Of course, some of the most precious objects were screened by glass: the $100 ,000 rectangular blue topaz that weighed 1,216 carats and looked like a tray full of blue ice, for instance, at the University of Richmond gem museum display. Or the $100,000 Ming dynasty tea service of nephrite jade the color of sea-foam and 600 years old, at the booth of jade master carver Hing Wa Lee. Also behind glass was a sculpture of a boy under a bamboo tree which Lee had carved from 80 pounds of royal blue lapis lazuli into a few inches of treasure priced at $16,000. Out on a table nearby pranced his handsome delft blue cloisonne horses at $4,000 each.
''I want an emerald ring and I don't where to start. Can anyone tell me whether I'm in the neighborhood of $200 or $200,000?'' asked a blond buyer in a white pantsuit. ''It depends on the color, wheather it's clear or not or whether it has inclusions or not, ''said a voice behind the booth at N. V. Malhotra's.
Mr Malhotra displayed a $900 emerald and a $4,000 emerald side by side; the $ 900 one looked like lime Jell-O compared with the $4,000 one, which was a deep, glorious green, Nearby glittered a 10-carat, $12,000 tanzanite of the violet-blue color identified with Elizebeth Taylor's eyes, and a rare green garnet (most garnets are dark red) at $1,500 a carat. At Treasure of the Pirates you could pick up a $12,000 art deco diamond bracelet, 18 1/2 carats' worth of white diamonds, which the Pirates spokeswoman said would retail for $20,000.

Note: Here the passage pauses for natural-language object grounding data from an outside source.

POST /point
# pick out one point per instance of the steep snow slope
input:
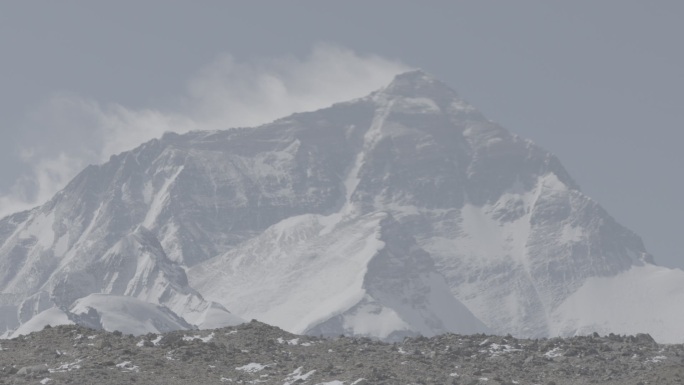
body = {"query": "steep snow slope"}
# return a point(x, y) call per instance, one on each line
point(641, 298)
point(360, 275)
point(490, 215)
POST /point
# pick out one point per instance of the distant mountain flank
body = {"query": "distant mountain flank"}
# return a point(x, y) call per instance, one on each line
point(402, 213)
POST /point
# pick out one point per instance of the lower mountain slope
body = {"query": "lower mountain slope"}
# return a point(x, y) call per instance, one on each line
point(332, 275)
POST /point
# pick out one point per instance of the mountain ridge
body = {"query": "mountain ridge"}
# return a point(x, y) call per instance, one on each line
point(501, 223)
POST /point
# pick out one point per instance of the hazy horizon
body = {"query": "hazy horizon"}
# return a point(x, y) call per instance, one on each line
point(597, 84)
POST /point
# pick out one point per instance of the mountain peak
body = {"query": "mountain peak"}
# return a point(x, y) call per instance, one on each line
point(418, 83)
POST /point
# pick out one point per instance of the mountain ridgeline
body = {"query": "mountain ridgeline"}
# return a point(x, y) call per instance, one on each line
point(404, 212)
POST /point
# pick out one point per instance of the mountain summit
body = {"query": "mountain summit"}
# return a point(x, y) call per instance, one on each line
point(400, 213)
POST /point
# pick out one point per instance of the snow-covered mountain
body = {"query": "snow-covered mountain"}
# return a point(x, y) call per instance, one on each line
point(402, 212)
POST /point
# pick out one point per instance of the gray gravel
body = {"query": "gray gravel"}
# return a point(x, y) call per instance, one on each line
point(256, 353)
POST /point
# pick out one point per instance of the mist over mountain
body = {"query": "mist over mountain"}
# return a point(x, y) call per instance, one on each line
point(400, 213)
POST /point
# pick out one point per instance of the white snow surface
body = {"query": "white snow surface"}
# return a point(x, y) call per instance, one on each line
point(52, 316)
point(405, 211)
point(291, 276)
point(607, 305)
point(128, 315)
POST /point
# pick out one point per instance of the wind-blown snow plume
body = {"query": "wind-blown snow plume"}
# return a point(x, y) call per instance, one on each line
point(68, 132)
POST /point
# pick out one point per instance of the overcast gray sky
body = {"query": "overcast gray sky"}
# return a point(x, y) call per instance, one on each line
point(598, 83)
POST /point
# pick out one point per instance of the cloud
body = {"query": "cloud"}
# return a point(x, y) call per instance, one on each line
point(68, 132)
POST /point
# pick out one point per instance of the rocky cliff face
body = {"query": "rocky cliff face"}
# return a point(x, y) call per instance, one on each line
point(406, 209)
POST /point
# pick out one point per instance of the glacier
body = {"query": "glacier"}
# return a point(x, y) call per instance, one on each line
point(399, 213)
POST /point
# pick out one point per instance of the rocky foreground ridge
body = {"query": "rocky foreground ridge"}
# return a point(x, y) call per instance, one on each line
point(254, 353)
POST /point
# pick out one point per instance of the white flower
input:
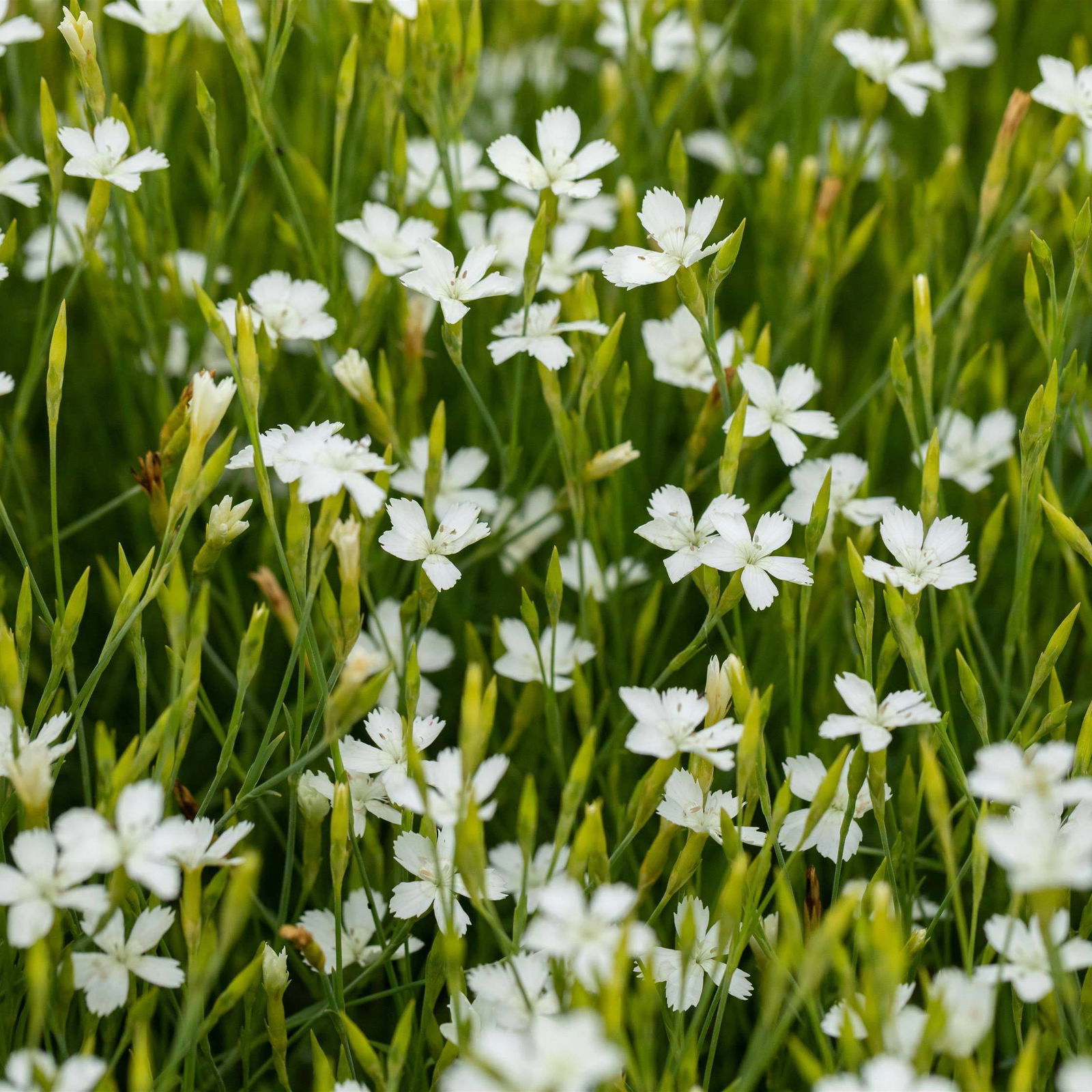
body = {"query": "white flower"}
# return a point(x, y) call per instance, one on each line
point(684, 972)
point(81, 1073)
point(410, 538)
point(680, 235)
point(382, 644)
point(521, 877)
point(321, 461)
point(1040, 851)
point(1064, 89)
point(392, 244)
point(805, 773)
point(458, 475)
point(16, 29)
point(289, 311)
point(775, 409)
point(871, 720)
point(737, 549)
point(551, 662)
point(104, 975)
point(581, 571)
point(672, 528)
point(540, 336)
point(1009, 775)
point(588, 934)
point(41, 882)
point(682, 805)
point(678, 354)
point(440, 280)
point(16, 173)
point(448, 791)
point(1026, 962)
point(935, 560)
point(102, 156)
point(958, 33)
point(152, 16)
point(560, 169)
point(969, 451)
point(138, 840)
point(882, 59)
point(388, 757)
point(358, 926)
point(667, 724)
point(969, 1011)
point(438, 885)
point(569, 1052)
point(885, 1074)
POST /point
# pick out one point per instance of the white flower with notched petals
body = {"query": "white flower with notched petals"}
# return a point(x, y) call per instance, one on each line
point(38, 882)
point(958, 33)
point(25, 1069)
point(685, 806)
point(440, 280)
point(588, 933)
point(673, 528)
point(677, 352)
point(104, 975)
point(411, 540)
point(970, 451)
point(872, 720)
point(386, 757)
point(289, 311)
point(458, 475)
point(736, 549)
point(16, 175)
point(1024, 956)
point(562, 169)
point(102, 156)
point(538, 333)
point(805, 773)
point(16, 30)
point(684, 973)
point(925, 560)
point(777, 407)
point(551, 662)
point(680, 235)
point(1064, 89)
point(447, 789)
point(667, 724)
point(882, 59)
point(438, 885)
point(360, 917)
point(391, 242)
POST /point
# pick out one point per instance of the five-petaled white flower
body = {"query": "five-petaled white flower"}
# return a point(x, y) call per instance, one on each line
point(737, 549)
point(411, 540)
point(667, 724)
point(1064, 89)
point(680, 235)
point(560, 169)
point(540, 336)
point(391, 242)
point(104, 975)
point(40, 882)
point(684, 973)
point(438, 278)
point(551, 662)
point(673, 528)
point(874, 720)
point(882, 59)
point(775, 407)
point(935, 560)
point(102, 154)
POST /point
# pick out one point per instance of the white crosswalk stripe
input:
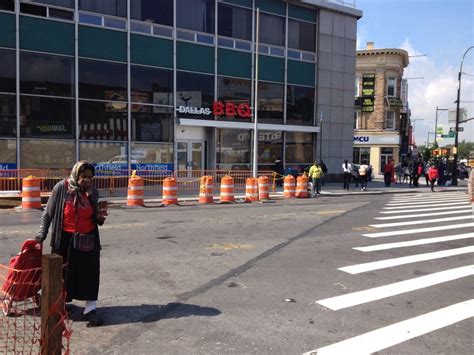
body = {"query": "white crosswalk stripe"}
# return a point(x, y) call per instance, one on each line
point(397, 333)
point(421, 221)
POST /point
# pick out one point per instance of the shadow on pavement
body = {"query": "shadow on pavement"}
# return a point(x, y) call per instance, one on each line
point(145, 313)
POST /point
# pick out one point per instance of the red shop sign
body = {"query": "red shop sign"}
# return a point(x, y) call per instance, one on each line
point(230, 109)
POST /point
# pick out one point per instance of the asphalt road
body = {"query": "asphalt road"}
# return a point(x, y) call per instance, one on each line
point(266, 278)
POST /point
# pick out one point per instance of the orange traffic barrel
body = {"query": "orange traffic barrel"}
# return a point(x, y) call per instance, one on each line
point(289, 186)
point(205, 189)
point(263, 188)
point(31, 193)
point(302, 186)
point(135, 191)
point(251, 190)
point(227, 189)
point(170, 191)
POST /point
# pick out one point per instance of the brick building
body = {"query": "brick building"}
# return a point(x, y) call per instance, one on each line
point(381, 119)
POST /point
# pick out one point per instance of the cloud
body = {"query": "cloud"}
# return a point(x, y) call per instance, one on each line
point(437, 88)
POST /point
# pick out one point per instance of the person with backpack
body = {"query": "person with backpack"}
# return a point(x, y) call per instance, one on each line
point(73, 213)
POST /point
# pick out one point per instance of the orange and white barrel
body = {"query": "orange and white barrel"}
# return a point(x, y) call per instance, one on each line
point(31, 193)
point(289, 186)
point(227, 189)
point(170, 191)
point(302, 186)
point(263, 188)
point(135, 191)
point(206, 187)
point(251, 190)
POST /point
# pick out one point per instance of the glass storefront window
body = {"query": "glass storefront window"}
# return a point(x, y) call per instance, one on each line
point(155, 11)
point(301, 35)
point(152, 85)
point(43, 74)
point(103, 120)
point(7, 115)
point(44, 153)
point(299, 148)
point(7, 153)
point(272, 29)
point(270, 103)
point(152, 123)
point(42, 117)
point(233, 149)
point(196, 15)
point(102, 80)
point(270, 146)
point(300, 105)
point(7, 71)
point(235, 90)
point(107, 7)
point(235, 22)
point(194, 95)
point(104, 153)
point(152, 153)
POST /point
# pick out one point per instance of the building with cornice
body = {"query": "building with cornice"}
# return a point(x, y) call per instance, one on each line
point(381, 119)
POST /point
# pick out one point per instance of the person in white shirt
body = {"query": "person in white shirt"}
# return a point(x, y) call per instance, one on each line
point(347, 171)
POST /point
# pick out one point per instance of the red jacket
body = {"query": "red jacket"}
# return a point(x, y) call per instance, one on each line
point(433, 173)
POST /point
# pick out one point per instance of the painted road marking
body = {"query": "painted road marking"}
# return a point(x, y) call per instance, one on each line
point(417, 230)
point(424, 214)
point(397, 288)
point(400, 332)
point(421, 221)
point(448, 200)
point(410, 243)
point(441, 204)
point(383, 264)
point(427, 209)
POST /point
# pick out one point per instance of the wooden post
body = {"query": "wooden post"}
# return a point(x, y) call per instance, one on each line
point(51, 304)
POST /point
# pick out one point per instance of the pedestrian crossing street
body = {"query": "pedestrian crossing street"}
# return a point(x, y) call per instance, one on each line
point(422, 217)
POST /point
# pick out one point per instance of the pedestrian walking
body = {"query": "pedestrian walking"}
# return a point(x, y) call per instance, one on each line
point(316, 173)
point(363, 175)
point(347, 172)
point(73, 213)
point(388, 171)
point(433, 175)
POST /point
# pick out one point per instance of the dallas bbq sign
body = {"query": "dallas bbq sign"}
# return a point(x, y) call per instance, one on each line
point(219, 108)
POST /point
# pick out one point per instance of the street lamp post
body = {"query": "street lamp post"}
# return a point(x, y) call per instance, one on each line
point(454, 180)
point(436, 122)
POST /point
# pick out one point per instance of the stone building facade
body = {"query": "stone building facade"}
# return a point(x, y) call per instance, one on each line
point(381, 118)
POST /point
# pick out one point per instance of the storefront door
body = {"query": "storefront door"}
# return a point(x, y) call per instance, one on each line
point(190, 157)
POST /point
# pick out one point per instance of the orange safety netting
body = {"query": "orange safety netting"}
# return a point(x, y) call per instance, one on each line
point(20, 319)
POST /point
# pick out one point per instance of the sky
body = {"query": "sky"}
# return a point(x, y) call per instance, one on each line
point(440, 29)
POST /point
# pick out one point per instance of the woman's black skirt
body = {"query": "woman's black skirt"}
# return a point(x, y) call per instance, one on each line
point(81, 272)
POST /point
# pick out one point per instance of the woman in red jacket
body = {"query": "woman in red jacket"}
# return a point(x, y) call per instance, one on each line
point(433, 175)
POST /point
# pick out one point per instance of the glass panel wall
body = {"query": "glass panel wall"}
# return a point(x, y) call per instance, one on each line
point(43, 117)
point(299, 105)
point(152, 85)
point(7, 70)
point(7, 115)
point(233, 149)
point(195, 95)
point(155, 11)
point(270, 103)
point(235, 22)
point(301, 35)
point(107, 7)
point(299, 148)
point(152, 123)
point(102, 80)
point(196, 15)
point(103, 120)
point(43, 74)
point(43, 153)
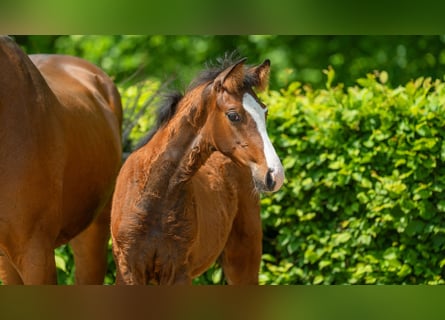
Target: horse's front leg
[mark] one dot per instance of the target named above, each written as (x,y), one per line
(34,260)
(241,257)
(8,274)
(90,249)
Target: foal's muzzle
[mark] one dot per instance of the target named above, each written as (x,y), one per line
(270,181)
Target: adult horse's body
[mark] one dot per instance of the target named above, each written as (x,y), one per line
(191,193)
(60,152)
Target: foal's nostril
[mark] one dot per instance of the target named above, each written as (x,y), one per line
(270,182)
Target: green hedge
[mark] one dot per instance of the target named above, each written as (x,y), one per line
(364,201)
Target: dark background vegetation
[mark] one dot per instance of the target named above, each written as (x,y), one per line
(358,122)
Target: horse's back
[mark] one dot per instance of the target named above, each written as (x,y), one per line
(91,114)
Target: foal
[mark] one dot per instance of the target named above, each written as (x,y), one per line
(191,193)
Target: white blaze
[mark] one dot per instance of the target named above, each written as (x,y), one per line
(258,115)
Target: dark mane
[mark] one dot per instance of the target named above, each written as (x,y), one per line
(167,108)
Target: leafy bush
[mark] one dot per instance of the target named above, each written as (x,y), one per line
(363,202)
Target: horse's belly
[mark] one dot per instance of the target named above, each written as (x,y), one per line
(215,203)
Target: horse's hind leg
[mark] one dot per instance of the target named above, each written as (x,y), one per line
(90,250)
(8,274)
(241,257)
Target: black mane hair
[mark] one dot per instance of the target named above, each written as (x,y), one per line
(167,108)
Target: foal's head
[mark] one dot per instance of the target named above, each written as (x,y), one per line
(236,122)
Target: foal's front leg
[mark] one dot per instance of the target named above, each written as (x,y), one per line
(241,257)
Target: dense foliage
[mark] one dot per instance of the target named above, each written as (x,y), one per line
(294,58)
(364,198)
(363,201)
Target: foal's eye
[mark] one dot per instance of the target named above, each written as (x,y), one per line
(233,116)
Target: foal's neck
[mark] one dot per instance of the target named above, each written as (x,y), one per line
(178,149)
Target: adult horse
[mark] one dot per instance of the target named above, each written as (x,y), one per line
(60,153)
(191,193)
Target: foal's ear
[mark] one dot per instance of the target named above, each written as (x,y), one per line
(262,75)
(231,78)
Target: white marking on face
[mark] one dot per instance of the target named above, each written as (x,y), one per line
(258,115)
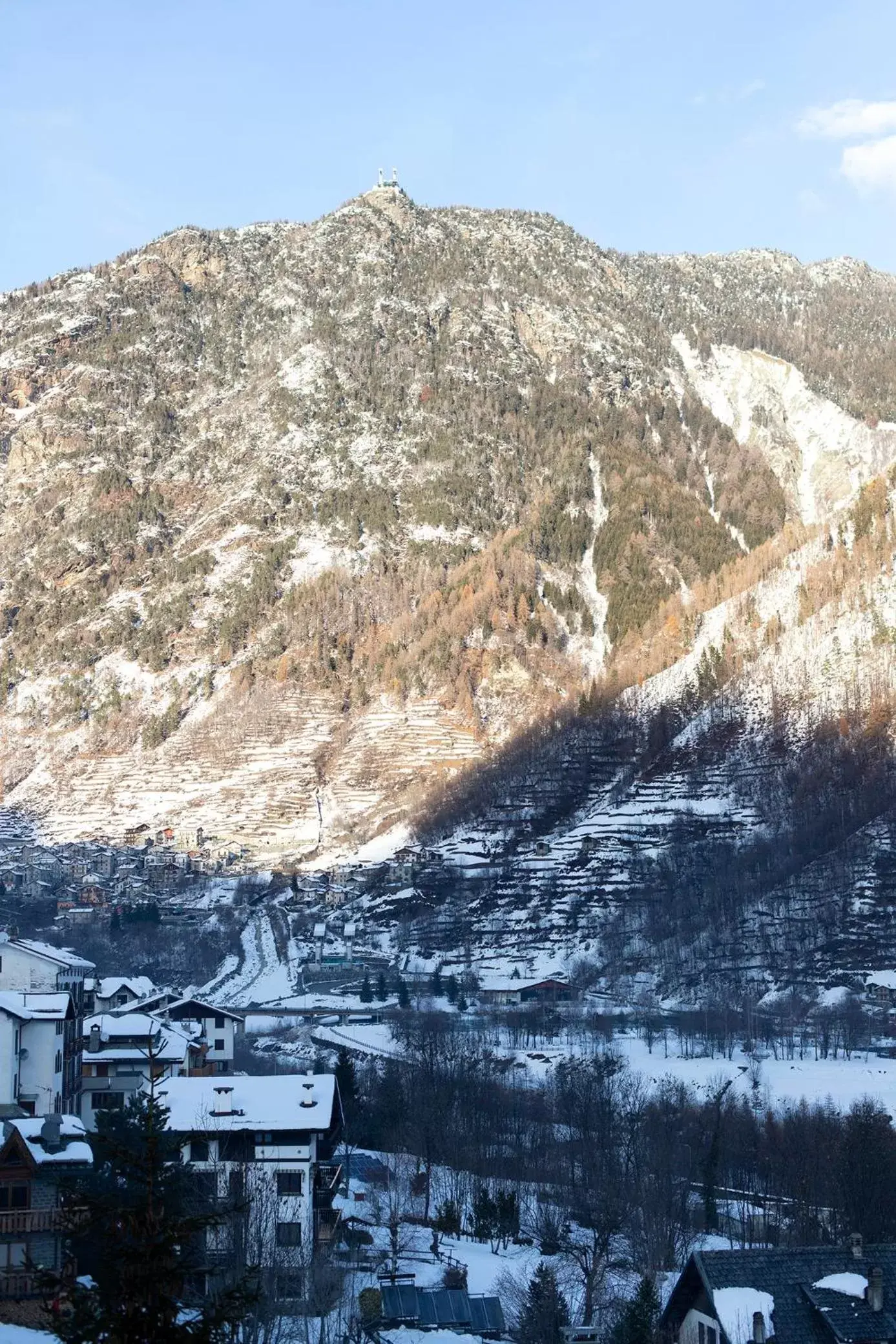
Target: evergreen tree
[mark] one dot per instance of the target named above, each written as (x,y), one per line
(347,1082)
(638,1323)
(545,1312)
(141,1222)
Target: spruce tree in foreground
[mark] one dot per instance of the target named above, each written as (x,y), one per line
(545,1312)
(641,1318)
(141,1224)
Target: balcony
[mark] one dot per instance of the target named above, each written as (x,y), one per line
(327,1178)
(28,1221)
(18,1284)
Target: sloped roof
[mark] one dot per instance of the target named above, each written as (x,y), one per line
(37,1007)
(802,1314)
(282,1101)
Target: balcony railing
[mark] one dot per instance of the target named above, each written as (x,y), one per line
(19,1284)
(30,1221)
(327,1178)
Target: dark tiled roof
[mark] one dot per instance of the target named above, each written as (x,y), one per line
(802,1315)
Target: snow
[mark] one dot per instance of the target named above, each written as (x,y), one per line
(25,1335)
(852,1285)
(735,1308)
(281,1101)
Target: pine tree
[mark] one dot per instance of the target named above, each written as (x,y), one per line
(638,1323)
(143,1224)
(545,1312)
(347,1082)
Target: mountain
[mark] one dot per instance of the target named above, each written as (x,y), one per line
(301,521)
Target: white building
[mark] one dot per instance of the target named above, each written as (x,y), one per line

Then too, you may never have seen an opalized gastropod, which is simply a snail shell that has taken on an opal crust through centuries of silt from inland seas in Australia. These shimmering snails and opalized plesiosaurus bones were part of the display in Dag Johnson's opal collection, Mr. Johnson is a blond Norwegian who at 16 struck off for South Australia and soon parlayed a $ 4.75 investment in an opal mine into millions. He exhibits a gorgeous hunk of green and blue opal known as the Queen of the Pacific, 30.89 carats' worth of splendor that is, he says, literally priceless; Queen Elizabeth II owns the other half of it.
''A good opal glows in the dark.'' said Johnson, dimming the lights on the Queen of the Pacific, which pulsed with color like the northern lights. The names trip off his tongue: blue jelly opal, precious honey opal, a $49,000 Andamooka opal.
Jean Ryan, of Ryan's Artistry in Gems, Yorba Linda, Calif., says she and her husband ''do 33 shows a year.'' criscrossing the country between trips to Germany and Brazil, meeting many of the same people at the Washington show, which is like a class reunion. The Ryans' piece de resistance is an enhydros with dragons, a piece of lavendr-gray agate carved into a dragon shape, with water trapped naturally between the dragons in the agete. At $10,000, it's the sort of collector's item that will help pay the costs of a trip like this: Travel fare plus $745 for a booth, in addition to hotel room and food bills.